Друг друга отражают зеркала,
Взаимно искажая отраженья.
Они сошлись. Волна и камень,
Стихи и проза, лед и пламень.
Не столь различны меж собой.
Хорошо известно, что межличностные отношения в артистической среде всегда конфликтны. Писатели отнюдь не являют собой исключения из общего правила. Напротив, поскольку литература, особенно ее публицистическая составляющая, как никакая другая область художественной деятельности, связана с общественно-политической актуальностью, в литературной среде к личностным амбициям, зависти, симпатиям и антипатиям, т. е. ко всему «человеческому», а нередко и «слишком человеческому», приплюсовываются еще и вражда на идейной почве.

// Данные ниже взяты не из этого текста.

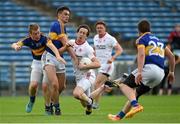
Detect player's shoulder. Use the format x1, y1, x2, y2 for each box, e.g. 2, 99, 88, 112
68, 39, 76, 46
51, 20, 59, 26
93, 34, 99, 40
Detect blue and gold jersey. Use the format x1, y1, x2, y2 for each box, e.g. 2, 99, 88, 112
46, 21, 66, 55
18, 35, 52, 60
136, 32, 165, 68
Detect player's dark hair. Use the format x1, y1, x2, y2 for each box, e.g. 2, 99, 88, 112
95, 20, 106, 28
76, 24, 91, 37
28, 23, 40, 34
138, 20, 151, 33
56, 6, 71, 15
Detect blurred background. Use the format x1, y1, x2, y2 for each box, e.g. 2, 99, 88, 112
0, 0, 180, 96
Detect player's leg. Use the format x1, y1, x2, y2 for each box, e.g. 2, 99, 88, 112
56, 72, 66, 94
167, 81, 172, 96
42, 71, 53, 115
73, 78, 94, 115
93, 73, 108, 109
45, 65, 61, 115
54, 61, 66, 115
26, 68, 42, 113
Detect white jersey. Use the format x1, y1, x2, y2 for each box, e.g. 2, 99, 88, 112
93, 32, 117, 64
69, 40, 95, 81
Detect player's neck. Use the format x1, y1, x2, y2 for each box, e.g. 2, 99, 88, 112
99, 32, 106, 38
75, 39, 86, 45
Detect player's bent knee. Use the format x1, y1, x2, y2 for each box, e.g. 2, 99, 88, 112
30, 82, 38, 89
73, 91, 80, 99
52, 83, 59, 91
42, 83, 49, 91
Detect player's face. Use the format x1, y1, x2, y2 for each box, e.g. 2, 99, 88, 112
58, 10, 70, 23
30, 29, 41, 41
96, 24, 106, 35
77, 28, 88, 41
175, 25, 180, 32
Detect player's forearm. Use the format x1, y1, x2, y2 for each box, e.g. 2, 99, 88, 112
11, 43, 17, 49
58, 46, 67, 54
169, 55, 175, 72
48, 44, 60, 58
137, 53, 145, 73
85, 61, 101, 69
67, 47, 77, 61
112, 45, 123, 60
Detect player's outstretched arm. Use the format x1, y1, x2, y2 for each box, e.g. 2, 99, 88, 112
47, 41, 66, 64
11, 43, 21, 51
165, 47, 175, 83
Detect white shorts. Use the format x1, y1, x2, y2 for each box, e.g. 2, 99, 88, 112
76, 74, 96, 96
98, 63, 114, 76
132, 64, 164, 88
41, 52, 66, 73
30, 59, 48, 83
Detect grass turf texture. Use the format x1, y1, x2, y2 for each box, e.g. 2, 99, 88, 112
0, 95, 180, 123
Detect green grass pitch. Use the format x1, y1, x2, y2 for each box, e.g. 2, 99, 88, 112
0, 95, 180, 123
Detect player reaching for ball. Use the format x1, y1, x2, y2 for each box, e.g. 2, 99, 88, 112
69, 25, 100, 115
12, 23, 65, 115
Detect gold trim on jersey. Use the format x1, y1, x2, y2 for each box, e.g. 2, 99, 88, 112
137, 44, 145, 48
17, 36, 29, 47
58, 19, 65, 34
145, 45, 164, 56
49, 32, 66, 40
32, 46, 45, 55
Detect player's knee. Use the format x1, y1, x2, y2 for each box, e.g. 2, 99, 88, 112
73, 91, 79, 99
30, 82, 38, 89
42, 83, 48, 92
52, 83, 59, 91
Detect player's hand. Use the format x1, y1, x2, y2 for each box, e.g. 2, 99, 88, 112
135, 72, 142, 85
57, 57, 66, 65
78, 63, 86, 70
107, 57, 115, 64
66, 42, 73, 47
103, 84, 113, 93
11, 43, 21, 51
14, 45, 21, 51
167, 72, 175, 84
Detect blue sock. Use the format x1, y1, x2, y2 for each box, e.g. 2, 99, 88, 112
117, 111, 126, 119
131, 100, 138, 107
30, 96, 36, 103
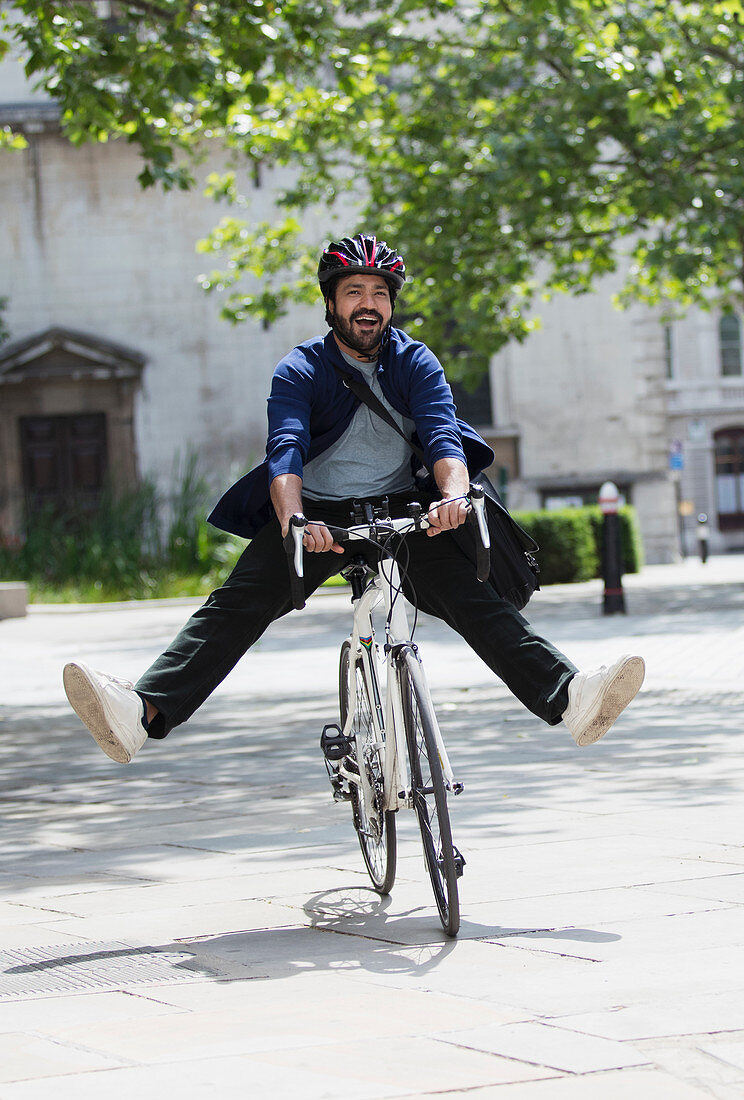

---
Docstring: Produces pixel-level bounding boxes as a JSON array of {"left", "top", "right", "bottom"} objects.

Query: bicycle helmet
[{"left": 318, "top": 233, "right": 406, "bottom": 298}]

Все вышесказанное вполне применимо и к такому вершинному явлению отечественной культуры, как русские писатели-классики второй половины ХIХ века. В молодости Тургенев, Достоевский, Лев Толстой, Некрасов, Гончаров и Салтыков-Щедрин тесно общались и во многом были единомышленниками. Однако к середине 60-х годов все они уже состояли друг с другом в большей или меньшей степени неприязненных отношениях. Последняя ссора Тургенева со Львом Толстым весной 1861 года чуть было не закончилась дуэлью. Они помирились лишь через семнадцать лет. 6 апреля 1878 году Толстой написал Ивану Сергеевичу письмо о том, что он к нему никакой вражды не имеет:
Дай бог, чтобы в вас было то же самое. По правде сказать, зная, как вы добры, я почти уверен, что ваше враждебное чувство ко мне прошло еще прежде моего. Если так, то, пожалуйста, подадимте друг другу руки и, пожалуйста, совсем до конца простите мне все, в чем я был виноват перед вами. Мне так естественно помнить о вас только одно хорошее, потому что этого хорошего было так много в отношении меня [ТОЛСТОЙ Л. Т. 62. С. 406].

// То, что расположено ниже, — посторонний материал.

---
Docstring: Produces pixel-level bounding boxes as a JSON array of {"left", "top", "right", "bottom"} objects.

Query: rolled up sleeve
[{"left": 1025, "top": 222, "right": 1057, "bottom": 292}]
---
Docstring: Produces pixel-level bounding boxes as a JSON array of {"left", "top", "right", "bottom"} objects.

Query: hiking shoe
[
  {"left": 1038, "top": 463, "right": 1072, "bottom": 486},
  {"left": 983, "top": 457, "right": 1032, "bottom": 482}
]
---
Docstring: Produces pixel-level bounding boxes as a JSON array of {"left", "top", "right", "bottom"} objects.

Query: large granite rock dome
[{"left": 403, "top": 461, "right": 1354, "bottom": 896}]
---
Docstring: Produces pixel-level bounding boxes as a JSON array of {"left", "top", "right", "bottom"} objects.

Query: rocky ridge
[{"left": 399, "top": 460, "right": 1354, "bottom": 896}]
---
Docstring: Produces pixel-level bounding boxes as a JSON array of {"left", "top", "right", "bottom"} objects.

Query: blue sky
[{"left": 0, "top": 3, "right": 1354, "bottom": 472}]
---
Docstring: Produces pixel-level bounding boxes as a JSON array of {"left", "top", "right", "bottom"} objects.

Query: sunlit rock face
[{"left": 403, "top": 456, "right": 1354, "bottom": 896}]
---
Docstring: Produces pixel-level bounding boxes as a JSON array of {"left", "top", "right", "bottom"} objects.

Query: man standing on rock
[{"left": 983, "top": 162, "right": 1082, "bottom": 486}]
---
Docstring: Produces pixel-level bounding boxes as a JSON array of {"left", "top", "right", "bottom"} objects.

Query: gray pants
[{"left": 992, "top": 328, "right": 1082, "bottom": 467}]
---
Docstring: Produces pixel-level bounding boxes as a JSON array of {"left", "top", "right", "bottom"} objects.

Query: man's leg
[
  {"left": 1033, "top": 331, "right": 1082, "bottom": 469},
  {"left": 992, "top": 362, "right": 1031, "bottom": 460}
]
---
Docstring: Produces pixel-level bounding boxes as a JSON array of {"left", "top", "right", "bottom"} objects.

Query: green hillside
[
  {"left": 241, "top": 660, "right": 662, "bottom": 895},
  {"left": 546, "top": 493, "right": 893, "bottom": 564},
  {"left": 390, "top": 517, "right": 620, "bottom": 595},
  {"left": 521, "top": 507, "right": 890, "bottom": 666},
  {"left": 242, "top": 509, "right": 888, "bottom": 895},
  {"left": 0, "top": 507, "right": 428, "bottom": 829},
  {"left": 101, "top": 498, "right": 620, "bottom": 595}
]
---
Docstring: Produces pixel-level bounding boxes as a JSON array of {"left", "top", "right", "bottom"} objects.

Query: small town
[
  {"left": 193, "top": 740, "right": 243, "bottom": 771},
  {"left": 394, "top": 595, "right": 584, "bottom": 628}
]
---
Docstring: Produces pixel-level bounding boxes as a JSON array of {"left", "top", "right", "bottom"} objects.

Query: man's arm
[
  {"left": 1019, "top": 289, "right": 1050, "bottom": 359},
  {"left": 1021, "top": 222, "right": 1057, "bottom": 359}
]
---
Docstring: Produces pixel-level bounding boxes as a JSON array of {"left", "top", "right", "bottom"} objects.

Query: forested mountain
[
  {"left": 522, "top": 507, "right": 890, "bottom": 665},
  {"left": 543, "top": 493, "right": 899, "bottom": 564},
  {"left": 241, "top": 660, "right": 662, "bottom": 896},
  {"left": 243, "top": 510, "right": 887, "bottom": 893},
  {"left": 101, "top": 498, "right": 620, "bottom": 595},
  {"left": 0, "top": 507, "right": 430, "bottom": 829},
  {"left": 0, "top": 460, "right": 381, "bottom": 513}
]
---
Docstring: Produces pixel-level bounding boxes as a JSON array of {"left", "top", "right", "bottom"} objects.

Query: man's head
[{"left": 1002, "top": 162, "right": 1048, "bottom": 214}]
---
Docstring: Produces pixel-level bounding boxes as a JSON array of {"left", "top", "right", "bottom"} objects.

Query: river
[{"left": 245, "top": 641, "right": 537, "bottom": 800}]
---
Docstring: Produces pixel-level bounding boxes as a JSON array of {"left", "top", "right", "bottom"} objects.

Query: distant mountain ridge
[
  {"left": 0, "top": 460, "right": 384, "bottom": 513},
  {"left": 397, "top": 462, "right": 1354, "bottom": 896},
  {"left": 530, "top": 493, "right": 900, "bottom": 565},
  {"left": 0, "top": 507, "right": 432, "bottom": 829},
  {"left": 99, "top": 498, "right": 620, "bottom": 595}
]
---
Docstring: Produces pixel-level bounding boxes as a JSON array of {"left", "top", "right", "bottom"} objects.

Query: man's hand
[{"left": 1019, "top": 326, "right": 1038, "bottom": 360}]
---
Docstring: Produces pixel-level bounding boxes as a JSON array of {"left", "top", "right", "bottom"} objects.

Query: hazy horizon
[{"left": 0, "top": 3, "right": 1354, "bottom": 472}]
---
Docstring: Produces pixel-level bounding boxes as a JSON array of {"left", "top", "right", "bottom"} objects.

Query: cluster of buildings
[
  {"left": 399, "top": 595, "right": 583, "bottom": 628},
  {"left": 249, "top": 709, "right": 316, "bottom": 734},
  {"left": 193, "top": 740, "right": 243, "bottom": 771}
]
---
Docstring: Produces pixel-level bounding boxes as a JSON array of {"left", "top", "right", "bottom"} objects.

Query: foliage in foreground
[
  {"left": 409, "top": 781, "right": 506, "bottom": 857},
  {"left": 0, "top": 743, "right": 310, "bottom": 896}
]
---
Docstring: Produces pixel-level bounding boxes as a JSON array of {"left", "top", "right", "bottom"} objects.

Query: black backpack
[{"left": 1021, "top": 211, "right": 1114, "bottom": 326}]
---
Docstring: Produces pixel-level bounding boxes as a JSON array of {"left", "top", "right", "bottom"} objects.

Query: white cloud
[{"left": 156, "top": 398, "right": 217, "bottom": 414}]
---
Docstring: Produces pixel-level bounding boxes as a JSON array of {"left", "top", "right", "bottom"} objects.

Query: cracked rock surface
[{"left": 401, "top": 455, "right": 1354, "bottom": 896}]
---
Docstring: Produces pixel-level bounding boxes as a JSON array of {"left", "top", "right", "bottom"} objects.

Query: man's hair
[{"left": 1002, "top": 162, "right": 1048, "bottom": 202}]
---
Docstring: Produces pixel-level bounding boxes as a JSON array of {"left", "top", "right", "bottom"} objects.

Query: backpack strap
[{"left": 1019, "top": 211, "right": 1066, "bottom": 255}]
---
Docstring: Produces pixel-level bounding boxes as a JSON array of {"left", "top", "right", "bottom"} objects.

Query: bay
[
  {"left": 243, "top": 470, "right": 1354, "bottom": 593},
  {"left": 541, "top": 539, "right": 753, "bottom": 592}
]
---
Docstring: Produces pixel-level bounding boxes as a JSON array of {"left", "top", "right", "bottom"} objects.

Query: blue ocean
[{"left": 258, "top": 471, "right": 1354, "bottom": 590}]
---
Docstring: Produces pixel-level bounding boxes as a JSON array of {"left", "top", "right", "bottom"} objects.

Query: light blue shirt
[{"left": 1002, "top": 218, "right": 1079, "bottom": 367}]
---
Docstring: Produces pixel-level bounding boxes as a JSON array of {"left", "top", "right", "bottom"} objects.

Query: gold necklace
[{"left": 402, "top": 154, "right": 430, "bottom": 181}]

Тургенев, находившийся в то время в Париже, ответил ему 8 мая:
Я только сегодня получил Ваше письмо <…>. Оно меня очень обрадовало и тронуло. С величайшей охотой готов возобновить нашу прежнюю дружбу и крепко жму протянутую мне Вами руку. Вы совершенно правы, не предполагая во мне враждебных чувств к Вам; если они и были, то давным-давно исчезли – а осталось одно воспоминание о Вас, как о человеке, к которому я был искренне привязан, и о писателе, первые шаги которого мне пришлось приветствовать раньше других, каждое новое произведение которого всегда возбуждало во мне живейший интерес. – Душевно радуюсь прекращению возникших между нами недоразумений. Я надеюсь нынешним летом попасть в Орловскую губернию, – и тогда мы, конечно, увидимся. А до тех пор желаю Вам всего хорошего – и еще раз дружески жму Вашу руку [ТУР-ПСП. Т. 16. Кн. 1. С. 112–113].

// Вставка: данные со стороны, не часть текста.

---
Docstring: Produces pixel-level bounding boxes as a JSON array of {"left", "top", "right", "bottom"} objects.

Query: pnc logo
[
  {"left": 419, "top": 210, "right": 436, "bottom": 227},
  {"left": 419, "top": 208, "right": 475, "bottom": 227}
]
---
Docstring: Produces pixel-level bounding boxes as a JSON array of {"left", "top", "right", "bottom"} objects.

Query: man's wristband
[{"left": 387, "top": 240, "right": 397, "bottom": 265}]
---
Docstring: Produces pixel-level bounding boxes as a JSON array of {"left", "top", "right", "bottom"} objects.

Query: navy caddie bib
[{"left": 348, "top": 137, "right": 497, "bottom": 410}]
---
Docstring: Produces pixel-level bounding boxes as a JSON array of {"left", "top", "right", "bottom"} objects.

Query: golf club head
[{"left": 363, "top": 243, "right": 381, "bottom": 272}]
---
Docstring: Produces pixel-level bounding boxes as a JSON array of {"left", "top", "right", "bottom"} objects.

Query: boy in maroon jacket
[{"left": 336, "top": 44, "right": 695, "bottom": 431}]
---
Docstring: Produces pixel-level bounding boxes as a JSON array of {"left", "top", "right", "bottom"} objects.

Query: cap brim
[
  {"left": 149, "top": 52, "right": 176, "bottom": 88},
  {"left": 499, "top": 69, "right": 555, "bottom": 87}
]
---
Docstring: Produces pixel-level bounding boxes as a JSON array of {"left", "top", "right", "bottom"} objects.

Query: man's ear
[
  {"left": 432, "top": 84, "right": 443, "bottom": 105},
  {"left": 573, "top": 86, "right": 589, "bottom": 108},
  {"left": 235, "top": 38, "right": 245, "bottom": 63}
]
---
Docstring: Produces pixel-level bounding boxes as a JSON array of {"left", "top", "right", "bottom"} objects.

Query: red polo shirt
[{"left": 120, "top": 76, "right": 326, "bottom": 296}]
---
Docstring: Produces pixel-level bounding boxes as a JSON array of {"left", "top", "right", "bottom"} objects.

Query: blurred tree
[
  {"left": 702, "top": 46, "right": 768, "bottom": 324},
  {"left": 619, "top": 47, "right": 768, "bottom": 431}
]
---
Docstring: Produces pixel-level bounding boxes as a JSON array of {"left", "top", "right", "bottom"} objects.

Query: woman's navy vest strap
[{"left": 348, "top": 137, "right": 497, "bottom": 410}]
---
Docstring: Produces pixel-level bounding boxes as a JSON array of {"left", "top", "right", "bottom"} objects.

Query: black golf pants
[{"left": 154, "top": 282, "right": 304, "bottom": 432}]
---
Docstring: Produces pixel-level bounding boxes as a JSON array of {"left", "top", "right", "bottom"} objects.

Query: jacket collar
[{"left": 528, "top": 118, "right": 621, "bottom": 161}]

Свидание состоялось в Ясной Поляне 8 августа 1878 г.[250] Позднее, в письме академику Александру Пыпину от 10 января 1884 г. Толстой говорит:
Я ничего не пишу о Тургеневе, потому что слишком многое и все в одной связи имею сказать о нем. Я и всегда любил его; но после его смерти только оценил его, как следует. <…> Не могу, однако, удержаться не сказать то, что я думаю о нем. Главное в нем – это его правдивость. По-моему, в каждом произведении словесном (включая и художественное) есть три фактора: 1) кто и какой человек говорит? 2) как? – хорошо или дурно он говорит, и 3) говорит ли он то, что думает и совершенно то самое, то, что думает и чувствует. – Различные сочетания этих 3-х факторов определяют для меня все произведения мысли человеческой. Тургенев прекрасный человек (не очень глубокий, очень слабый, но добрый, хороший человек), который хорошо говорит всегда то, самое то, что он думает и чувствует. <…> и потому воздействие Тургенева на нашу литературу было самое хорошее и плодотворное… Он жил, искал и в произведениях своих высказывал то, чтò он нашел – все, чтò нашел. Он не употреблял свой талант (уменье хорошо изображать) на то, что<-бы> скрывать свою душу, как это делали и делают, а на то, чтобы всю ее выворотить наружу. Ему нечего было бояться. По-моему, в его жизни и произведениях есть три фазиса: 1) вера в красоту (женскую любовь – искусство). Это выражено во многих и многих его вещах; 2) сомнение в этом и сомнение во всем. И это выражено и трогательно, и прелестно в «Довольно», и 3) не формулированная, как будто нарочно из боязни захватать ее (он сам говорит где-то, что сильно и действительно в нем только бессознательное), не формулированная двигавшая им и в жизни, и в писаниях, вера в добро – любовь и самоотвержение, выраженная всеми его типами самоотверженных и ярче, и прелестнее всего в ДонКихоте, где парадоксальность и особенность формы освобождала его от его стыдливости перед ролью проповедника добра. Много еще хотелось бы сказать про него. Я очень жалел, что мне помешали говорить о нем [ТОЛСТОЙ Л. Т. 63. С. 149–150][251].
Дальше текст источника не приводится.